Educating customers is very important, Brooks points out. “Many people still don’t understand that geothermal is a closed-loop system that’s safe for ground water and not harmful to the environment.” Water is not pulled from the ground, and there is no contamination of the ground. A closed-loop system has water running through black plastic tubes that are grouted in place.
Brooks says the geothermal industry is good business for the right drilling company. “It is not for those looking for a quick buck or the faint of heart,” he notes. It takes education to make money and do it right. “It’s taken us 14 years to get good at it. To know what you’re doing when drilling is not good enough. A good crew is critical; those people need to know what they are doing, and also what each other is doing. If there is a deviation, they need to adjust.”

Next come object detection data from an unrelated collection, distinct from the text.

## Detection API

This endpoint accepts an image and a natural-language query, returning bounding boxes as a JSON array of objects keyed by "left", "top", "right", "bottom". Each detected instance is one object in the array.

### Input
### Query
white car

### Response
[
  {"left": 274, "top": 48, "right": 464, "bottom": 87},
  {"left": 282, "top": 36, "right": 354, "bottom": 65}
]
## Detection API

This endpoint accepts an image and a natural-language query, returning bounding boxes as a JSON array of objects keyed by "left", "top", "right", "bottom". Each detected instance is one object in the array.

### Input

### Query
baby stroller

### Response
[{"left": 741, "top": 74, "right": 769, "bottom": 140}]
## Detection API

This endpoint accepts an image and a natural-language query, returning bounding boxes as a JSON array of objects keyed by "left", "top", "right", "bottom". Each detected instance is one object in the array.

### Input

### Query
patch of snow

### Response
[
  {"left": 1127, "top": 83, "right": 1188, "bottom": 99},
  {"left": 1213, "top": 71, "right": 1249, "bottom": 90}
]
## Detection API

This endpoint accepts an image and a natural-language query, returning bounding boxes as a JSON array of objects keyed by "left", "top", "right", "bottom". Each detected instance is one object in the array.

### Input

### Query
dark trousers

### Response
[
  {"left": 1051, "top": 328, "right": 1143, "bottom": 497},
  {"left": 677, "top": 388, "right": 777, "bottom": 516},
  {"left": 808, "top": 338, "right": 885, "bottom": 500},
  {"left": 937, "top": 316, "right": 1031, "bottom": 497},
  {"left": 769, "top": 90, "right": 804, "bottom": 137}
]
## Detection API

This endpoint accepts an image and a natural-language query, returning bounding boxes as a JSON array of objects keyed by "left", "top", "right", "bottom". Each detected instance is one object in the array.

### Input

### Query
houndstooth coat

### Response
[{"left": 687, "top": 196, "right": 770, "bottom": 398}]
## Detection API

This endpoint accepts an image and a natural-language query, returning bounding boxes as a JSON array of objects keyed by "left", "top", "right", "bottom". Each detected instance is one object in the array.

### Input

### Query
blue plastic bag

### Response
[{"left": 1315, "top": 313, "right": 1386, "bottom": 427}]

The Right Equipment“The T4W drill rig is simple to use,” according to Jones, who has been with Simmons Drilling for 15 years and drills mainly geothermal wells. “That’s the best thing about it; it’s just easy to run. The fact that it’s a bigger drill makes it a versatile rig because it can do larger and smaller jobs, whereas smaller rigs can’t do the larger jobs.”
Brooks stresses that it is important to have an efficient hammer. It has taken 12 minutes per rod on this job. Atlas Copco also has consulted with Simmons Drilling about the importance of using the tooling that is the best for the job. Brooks continues, “It is very important to understand the cost per foot so you know you’re getting the best value for your hammer and bits, but also look at the life of the tool. Don’t forget the longevity of the hammer.”
Jones also comments on the TD50: “The one I’m running right now is the one I started with on this job. I get 200 feet more a day – 1,000 vs. 800 – by using the TD50. With the savings in labor and fuel cost, it saves the company money every day.”
Jones explains that backpressure will slow down drilling, and more air usually is required. “The TD50 has been designed not to build up the air pressure, while still maintaining a good penetration rate. A driller doesn’t need all that air pressure to get the results he’s looking for,” he says.